What are the benefits of multichains?
Although multichains are likely to be widely rejected by a large proportion of the Ethereum community because of their different ethos and lack of security guarantees, multichains have very practical user applications.
In order for assets to flow between independent chains, a “cross-chain” solution must be used. Essentially, this is just a tool that enables the transfer of assets between Ethereum and other chains. This optimizes the ability to synthesise between chains.
An increasing number of companies are beginning to see the potential of this. For instance, Composable Finance recently announced that it is building a cross-chain interoperable solution on Polkadot - the platform that has regularly been dubbed the “Ethereum-killer” (make of that what you will).
This will ultimately allow smart contracts to communicate and collaborate on all levels, and will remove the need for bridging (this is essentially a connection that allows the transfer of tokens and data from one chain to another), which is what Polkadot currently requires.
So far, Composable has been a quiet success, and recently closed a $7m funding round in June 202. More recently, the team joined forces with Polygon in order to integrate Polygon’s scaling solution into its layer 2 bridge link.
The main benefit of multichains is that they shift what was previously a very fragmented, complex series of chain to chain movements to a seamless, uninterrupted process. The process will become so seamless that the end user will become unaware of which chain they are operating on. Right now, this is almost unimaginable.
Another example of a multi-chain solution is Rubic, a multi-chain protocol, which allows users to swap any token between different blockchains in seconds, and in just one click. The swap process is quite simple, so the users don't have to witness and take a part in endless transactions in order to get their desired asset.
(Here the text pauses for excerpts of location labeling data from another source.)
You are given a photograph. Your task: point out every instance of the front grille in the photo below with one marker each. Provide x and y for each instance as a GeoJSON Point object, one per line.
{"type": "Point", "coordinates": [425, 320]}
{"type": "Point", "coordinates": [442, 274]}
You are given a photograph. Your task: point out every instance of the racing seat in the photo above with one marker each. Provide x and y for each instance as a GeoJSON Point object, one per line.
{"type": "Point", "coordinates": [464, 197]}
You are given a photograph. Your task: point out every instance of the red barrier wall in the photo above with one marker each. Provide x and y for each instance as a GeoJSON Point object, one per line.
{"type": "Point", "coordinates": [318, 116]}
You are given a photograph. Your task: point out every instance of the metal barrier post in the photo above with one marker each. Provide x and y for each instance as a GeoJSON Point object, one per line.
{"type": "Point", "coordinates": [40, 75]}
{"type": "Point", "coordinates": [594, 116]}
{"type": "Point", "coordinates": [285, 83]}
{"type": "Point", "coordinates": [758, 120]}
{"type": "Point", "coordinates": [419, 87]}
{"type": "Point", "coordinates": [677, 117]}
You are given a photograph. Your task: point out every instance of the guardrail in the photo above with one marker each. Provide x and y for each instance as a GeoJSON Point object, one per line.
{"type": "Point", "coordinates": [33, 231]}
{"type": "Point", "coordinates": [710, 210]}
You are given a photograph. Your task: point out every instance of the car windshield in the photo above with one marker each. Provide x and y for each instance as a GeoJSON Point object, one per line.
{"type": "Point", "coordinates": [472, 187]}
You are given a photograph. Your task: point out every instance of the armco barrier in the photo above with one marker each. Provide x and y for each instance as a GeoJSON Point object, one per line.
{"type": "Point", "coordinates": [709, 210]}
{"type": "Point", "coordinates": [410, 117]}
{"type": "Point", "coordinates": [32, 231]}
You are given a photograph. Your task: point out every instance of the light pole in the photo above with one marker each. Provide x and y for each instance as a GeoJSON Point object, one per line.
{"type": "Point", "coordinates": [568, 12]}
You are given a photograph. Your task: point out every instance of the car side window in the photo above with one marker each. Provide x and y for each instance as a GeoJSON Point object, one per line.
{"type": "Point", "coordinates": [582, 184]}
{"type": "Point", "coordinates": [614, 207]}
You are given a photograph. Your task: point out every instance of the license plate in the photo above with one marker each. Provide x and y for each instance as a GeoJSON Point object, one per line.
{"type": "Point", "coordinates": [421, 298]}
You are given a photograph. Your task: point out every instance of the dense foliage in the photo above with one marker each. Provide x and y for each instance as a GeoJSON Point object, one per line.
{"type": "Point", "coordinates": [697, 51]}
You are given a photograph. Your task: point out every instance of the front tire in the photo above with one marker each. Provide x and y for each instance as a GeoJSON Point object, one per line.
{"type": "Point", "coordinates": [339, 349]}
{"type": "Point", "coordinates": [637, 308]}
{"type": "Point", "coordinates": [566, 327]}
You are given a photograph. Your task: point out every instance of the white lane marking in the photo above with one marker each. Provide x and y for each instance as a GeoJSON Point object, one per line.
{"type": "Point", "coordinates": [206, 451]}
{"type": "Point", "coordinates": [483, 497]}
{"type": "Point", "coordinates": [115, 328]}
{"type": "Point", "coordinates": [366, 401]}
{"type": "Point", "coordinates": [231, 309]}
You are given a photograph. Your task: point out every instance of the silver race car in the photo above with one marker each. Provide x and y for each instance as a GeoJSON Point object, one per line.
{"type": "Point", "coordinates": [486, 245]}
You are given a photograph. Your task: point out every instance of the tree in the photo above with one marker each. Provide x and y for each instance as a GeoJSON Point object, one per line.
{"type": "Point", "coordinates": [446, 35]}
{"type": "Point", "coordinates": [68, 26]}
Also, cooperating with lots of DEXs for expanded exchange options allows Rubic to choose the best rates for their users, so they rest easy getting the lowest possible transaction fees.
The ability to use multichains would have huge implications for blockchain technology - in particular, the DeFi industry. Interoperable blockchains, for instance, would enable the transfer of data between banks not only possible, but a secure, fast process. Given how relevant DeFi has become within such a short space of time - let alone how much more relevant it will become in the future - this is huge.
Ultimately, multichain solutions have the potential to remove many of the existing blockchain complexities, and to transform blockchain technology from what it is today into an essential, high-growth industry.
A look to the future of the multichain universe
If the rise of multichains reveals anything about blockchain technology, it’s that it isn’t a “winner takes all'' world. Many of these solutions aren’t competitors to Ethereum as much as they are compatible with Ethereum.
The increasing popularity of multichain solutions have made it more obvious than ever that interoperability is necessary. In order to build collaboration with one another, it is vital that disparate datasets can cooperate.
By creating community around their products and facilitating successful partnerships with key supporters, entrepreneurs can leverage the so-called “multichain universe” in order to feel empowered and accelerate their blockchain projects.
Disclaimer: This article is provided for informational purposes only. It is not offered or intended to be used as legal, tax, investment, financial, or other advice.